Der letzte landespolitische Schwerpunkt der Landesregierung, den ich erwähnen möchte, ist die Ostseepolitik Schleswig-Holsteins. Es ist aus Sicht des SSW weiterhin sehr wichtig, dass die Landesregierung hier am Ball bleibt und – wie sie selbst behauptet – Motor der Ostseekooperation bleibt. Die Ostseeregion bleibt eine potentielle Wachstumsregion, aus der sich für Schleswig-Holstein große Vorteile ergeben. Dabei hat sich gerade auch das Forum „Südliche Ostsee“ bewährt. Wobei die Ostseekooperation sich nicht nur auf die wirtschaftliche Zusammenarbeit verengen darf, sondern gerade hier ist der kulturelle und zwischenmenschliche Aspekt der Zusammenarbeit äußerst fruchtbar und sinnstiftend.

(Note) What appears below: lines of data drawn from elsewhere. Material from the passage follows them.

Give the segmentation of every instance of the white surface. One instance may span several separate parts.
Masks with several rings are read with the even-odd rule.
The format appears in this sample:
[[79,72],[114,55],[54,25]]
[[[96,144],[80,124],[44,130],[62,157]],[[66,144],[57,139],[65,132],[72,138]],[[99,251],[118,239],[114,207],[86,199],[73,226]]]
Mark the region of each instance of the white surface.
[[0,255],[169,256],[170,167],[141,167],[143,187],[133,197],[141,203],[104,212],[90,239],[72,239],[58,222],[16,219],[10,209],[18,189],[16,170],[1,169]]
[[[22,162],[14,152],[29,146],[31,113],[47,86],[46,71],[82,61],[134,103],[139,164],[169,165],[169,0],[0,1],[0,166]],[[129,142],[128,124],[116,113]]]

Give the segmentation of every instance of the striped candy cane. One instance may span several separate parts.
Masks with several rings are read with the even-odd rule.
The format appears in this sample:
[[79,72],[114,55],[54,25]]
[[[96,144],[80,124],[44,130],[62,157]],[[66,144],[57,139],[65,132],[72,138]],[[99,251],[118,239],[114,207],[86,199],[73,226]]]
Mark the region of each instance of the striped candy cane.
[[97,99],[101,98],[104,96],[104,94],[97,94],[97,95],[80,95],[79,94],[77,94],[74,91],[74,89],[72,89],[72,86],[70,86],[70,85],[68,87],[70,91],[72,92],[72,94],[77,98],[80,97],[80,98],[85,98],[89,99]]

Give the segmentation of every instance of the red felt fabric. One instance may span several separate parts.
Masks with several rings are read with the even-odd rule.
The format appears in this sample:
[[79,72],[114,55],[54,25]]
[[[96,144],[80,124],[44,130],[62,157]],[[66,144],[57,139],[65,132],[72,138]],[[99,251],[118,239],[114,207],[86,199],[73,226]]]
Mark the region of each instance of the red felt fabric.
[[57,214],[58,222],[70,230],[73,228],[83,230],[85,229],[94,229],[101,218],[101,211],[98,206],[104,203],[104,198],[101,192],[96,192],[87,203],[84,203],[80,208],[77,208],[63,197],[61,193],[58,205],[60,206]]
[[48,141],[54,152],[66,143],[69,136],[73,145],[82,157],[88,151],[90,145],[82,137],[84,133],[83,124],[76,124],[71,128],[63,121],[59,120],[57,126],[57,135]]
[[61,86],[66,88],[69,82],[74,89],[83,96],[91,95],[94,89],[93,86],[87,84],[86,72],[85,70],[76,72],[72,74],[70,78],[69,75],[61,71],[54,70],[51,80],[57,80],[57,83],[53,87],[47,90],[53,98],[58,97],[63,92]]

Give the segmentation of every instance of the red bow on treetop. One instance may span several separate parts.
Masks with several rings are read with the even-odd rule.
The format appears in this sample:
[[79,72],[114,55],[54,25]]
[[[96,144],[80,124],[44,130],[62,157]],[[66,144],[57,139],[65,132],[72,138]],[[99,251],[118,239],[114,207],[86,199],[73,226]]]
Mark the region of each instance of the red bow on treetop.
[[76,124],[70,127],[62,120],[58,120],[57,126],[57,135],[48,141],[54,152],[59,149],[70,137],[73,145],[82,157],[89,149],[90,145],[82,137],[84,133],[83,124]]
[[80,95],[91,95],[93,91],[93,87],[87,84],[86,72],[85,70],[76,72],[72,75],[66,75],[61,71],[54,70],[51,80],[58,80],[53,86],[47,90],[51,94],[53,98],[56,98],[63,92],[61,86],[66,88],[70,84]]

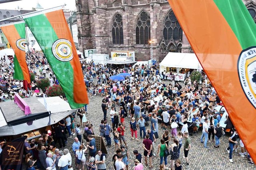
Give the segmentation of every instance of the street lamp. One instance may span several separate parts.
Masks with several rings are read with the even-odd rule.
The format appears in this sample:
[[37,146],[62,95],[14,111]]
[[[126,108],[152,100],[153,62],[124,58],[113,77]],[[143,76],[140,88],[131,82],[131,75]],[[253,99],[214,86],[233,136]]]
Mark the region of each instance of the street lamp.
[[150,39],[148,40],[148,43],[150,45],[150,60],[153,59],[153,43],[154,41]]

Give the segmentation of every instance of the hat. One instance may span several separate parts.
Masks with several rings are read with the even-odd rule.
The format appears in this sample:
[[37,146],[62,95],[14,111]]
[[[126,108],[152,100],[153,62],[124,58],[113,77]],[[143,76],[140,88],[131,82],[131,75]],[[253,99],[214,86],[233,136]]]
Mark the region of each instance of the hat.
[[95,158],[93,156],[91,157],[89,159],[89,162],[90,163],[94,162],[94,160],[95,160]]
[[138,160],[137,159],[134,159],[134,162],[136,162],[136,163],[140,163],[140,161],[139,161],[139,160]]

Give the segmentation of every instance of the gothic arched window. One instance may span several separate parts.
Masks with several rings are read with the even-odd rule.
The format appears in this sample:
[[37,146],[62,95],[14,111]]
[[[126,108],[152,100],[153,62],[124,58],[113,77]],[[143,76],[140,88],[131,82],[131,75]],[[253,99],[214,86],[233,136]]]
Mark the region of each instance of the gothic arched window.
[[172,10],[169,12],[164,21],[163,35],[164,39],[169,40],[172,38],[174,41],[182,40],[182,29]]
[[136,21],[136,44],[148,44],[150,39],[150,18],[142,11]]
[[116,14],[112,21],[112,38],[113,43],[124,43],[124,32],[123,31],[123,20],[122,16]]

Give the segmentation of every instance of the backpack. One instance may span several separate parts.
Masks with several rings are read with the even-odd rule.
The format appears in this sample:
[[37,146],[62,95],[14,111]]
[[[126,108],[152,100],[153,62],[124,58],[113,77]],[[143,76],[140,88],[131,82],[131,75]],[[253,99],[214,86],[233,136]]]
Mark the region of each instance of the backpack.
[[87,141],[88,141],[88,134],[87,134],[87,133],[86,133],[86,132],[85,132],[84,133],[84,134],[83,135],[83,136],[84,137],[84,139]]

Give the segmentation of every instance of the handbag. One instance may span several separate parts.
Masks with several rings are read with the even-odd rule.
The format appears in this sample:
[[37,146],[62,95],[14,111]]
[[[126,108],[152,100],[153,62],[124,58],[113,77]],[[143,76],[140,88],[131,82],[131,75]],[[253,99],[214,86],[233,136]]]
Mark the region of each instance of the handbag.
[[178,123],[175,122],[173,122],[171,124],[172,129],[175,129],[178,127]]
[[221,134],[222,134],[224,135],[225,134],[225,132],[223,130],[222,131],[221,131]]
[[158,137],[158,133],[157,132],[154,132],[154,135],[155,135],[155,138],[158,139],[159,138],[159,137]]
[[[164,145],[166,145],[166,144],[165,143]],[[165,150],[164,150],[164,156],[167,156],[169,155],[170,155],[169,150],[168,150],[168,148],[166,148],[166,145],[165,145]]]
[[[81,159],[82,159],[82,157],[83,156],[82,152],[83,151],[82,151],[82,155],[81,156]],[[80,153],[80,152],[79,152],[79,153]],[[81,164],[81,159],[78,159],[78,156],[76,158],[76,163],[78,165],[80,165],[80,164]]]

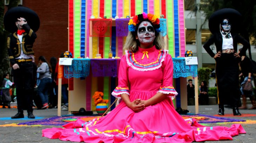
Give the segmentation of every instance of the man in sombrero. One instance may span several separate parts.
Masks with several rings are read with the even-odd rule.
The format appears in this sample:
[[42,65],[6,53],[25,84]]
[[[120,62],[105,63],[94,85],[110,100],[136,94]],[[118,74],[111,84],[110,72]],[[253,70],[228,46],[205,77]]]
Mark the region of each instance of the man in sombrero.
[[[235,9],[224,8],[216,11],[210,17],[209,29],[213,34],[203,45],[208,53],[216,61],[216,81],[218,89],[218,115],[224,115],[224,104],[231,105],[234,116],[241,116],[238,62],[245,54],[249,43],[238,33],[241,28],[241,14]],[[213,43],[216,53],[210,46]],[[237,43],[243,47],[239,54]]]
[[12,33],[7,38],[7,47],[16,88],[18,109],[18,113],[12,119],[24,118],[24,110],[27,110],[28,118],[35,118],[32,108],[35,75],[33,44],[39,23],[36,14],[25,7],[12,8],[5,15],[5,29]]

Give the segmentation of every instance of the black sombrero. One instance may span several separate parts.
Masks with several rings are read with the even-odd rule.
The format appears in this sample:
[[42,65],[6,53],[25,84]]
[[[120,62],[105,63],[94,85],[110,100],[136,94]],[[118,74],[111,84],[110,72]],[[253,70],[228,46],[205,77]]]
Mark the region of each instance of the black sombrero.
[[26,19],[30,28],[34,32],[38,30],[40,21],[37,14],[31,9],[22,6],[13,7],[6,12],[4,18],[5,29],[11,33],[17,31],[15,22],[17,18],[21,17]]
[[225,18],[230,20],[231,31],[239,32],[239,27],[242,23],[242,15],[235,9],[225,8],[214,12],[210,17],[209,27],[211,33],[220,32],[220,24]]

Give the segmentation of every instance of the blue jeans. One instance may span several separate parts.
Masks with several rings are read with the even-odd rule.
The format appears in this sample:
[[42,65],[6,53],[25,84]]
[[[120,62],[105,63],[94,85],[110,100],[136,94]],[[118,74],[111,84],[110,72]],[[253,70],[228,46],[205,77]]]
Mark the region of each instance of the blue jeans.
[[45,78],[40,80],[40,84],[37,88],[37,94],[42,101],[42,104],[48,103],[48,91],[50,86],[52,79]]

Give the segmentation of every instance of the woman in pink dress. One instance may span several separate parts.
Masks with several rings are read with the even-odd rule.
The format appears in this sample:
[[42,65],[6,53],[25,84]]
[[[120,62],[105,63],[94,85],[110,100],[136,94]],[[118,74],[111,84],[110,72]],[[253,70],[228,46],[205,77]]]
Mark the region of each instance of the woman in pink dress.
[[122,100],[114,110],[88,122],[78,119],[64,128],[43,129],[42,136],[87,143],[180,143],[232,140],[245,133],[240,125],[206,127],[175,111],[173,61],[162,49],[159,22],[144,13],[130,20],[119,85],[112,93]]

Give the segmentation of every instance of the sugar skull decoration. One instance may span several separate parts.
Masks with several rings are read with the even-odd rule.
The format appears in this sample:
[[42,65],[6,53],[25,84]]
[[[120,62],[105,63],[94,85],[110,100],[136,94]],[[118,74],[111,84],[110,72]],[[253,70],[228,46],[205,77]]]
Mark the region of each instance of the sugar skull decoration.
[[185,57],[192,57],[193,56],[193,53],[191,50],[187,50],[185,53]]
[[72,55],[72,53],[68,51],[66,51],[65,52],[65,53],[64,53],[64,58],[72,58],[73,57]]

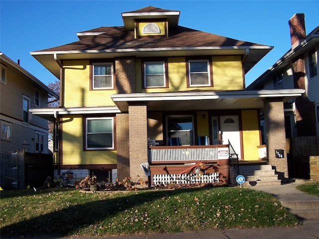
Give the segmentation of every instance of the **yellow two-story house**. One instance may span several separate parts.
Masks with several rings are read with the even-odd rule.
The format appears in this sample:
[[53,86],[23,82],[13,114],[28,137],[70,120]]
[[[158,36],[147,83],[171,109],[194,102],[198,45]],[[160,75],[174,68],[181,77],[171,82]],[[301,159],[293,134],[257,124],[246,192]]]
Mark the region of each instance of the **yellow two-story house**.
[[179,15],[123,12],[124,26],[31,52],[60,82],[59,108],[31,110],[55,122],[59,173],[227,184],[230,161],[264,157],[262,133],[267,161],[288,176],[275,150],[285,150],[283,102],[302,91],[245,90],[245,74],[273,47],[179,26]]

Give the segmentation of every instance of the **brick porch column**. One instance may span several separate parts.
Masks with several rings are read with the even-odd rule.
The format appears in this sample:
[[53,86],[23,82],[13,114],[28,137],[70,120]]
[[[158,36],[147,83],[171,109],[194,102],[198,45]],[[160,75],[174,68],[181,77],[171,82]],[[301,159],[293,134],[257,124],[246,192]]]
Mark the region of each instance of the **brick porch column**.
[[[279,179],[288,178],[288,166],[283,99],[277,98],[265,100],[264,112],[268,163],[276,167],[276,173],[279,175]],[[284,150],[283,158],[276,158],[276,149]]]
[[122,181],[130,176],[130,143],[129,135],[129,114],[116,115],[116,139],[117,151],[118,178]]
[[135,180],[137,175],[148,180],[140,164],[148,162],[147,114],[146,105],[129,106],[130,137],[130,176]]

Der SSW will also, dass die Ostseeregion zur Wachstumsregion – insbesondere in den Bereichen Kultur-, Minderheiten- und Bildungspolitik - ausgebaut wird. Wir fordern zudem, dass an dem gleichberechtigten Zusammenwirken von regionalen und nationalen Parlamenten in der Ostseekooperation festgehalten wird. Neben dem Ostseerat der Ostseeanrainerstaaten gilt es, die Ostseeparlamentarierkonferenz als die parlamentarische Dimension in der Ostseekooperation zu stärken. Die parlamentarische Dimension lässt sich nach Meinung des SSW am ehesten voranbringen, wenn sich die Parlamente dabei auf ihre Kernkompetenzen konzentrieren. Das sind neben ihrer Öffentlichkeitsfunktion und ihrer Mittlerrolle zum Bürger die entscheidenden Beiträge zur demokratischen Entwicklung der Gesellschaft in der ganzen Region.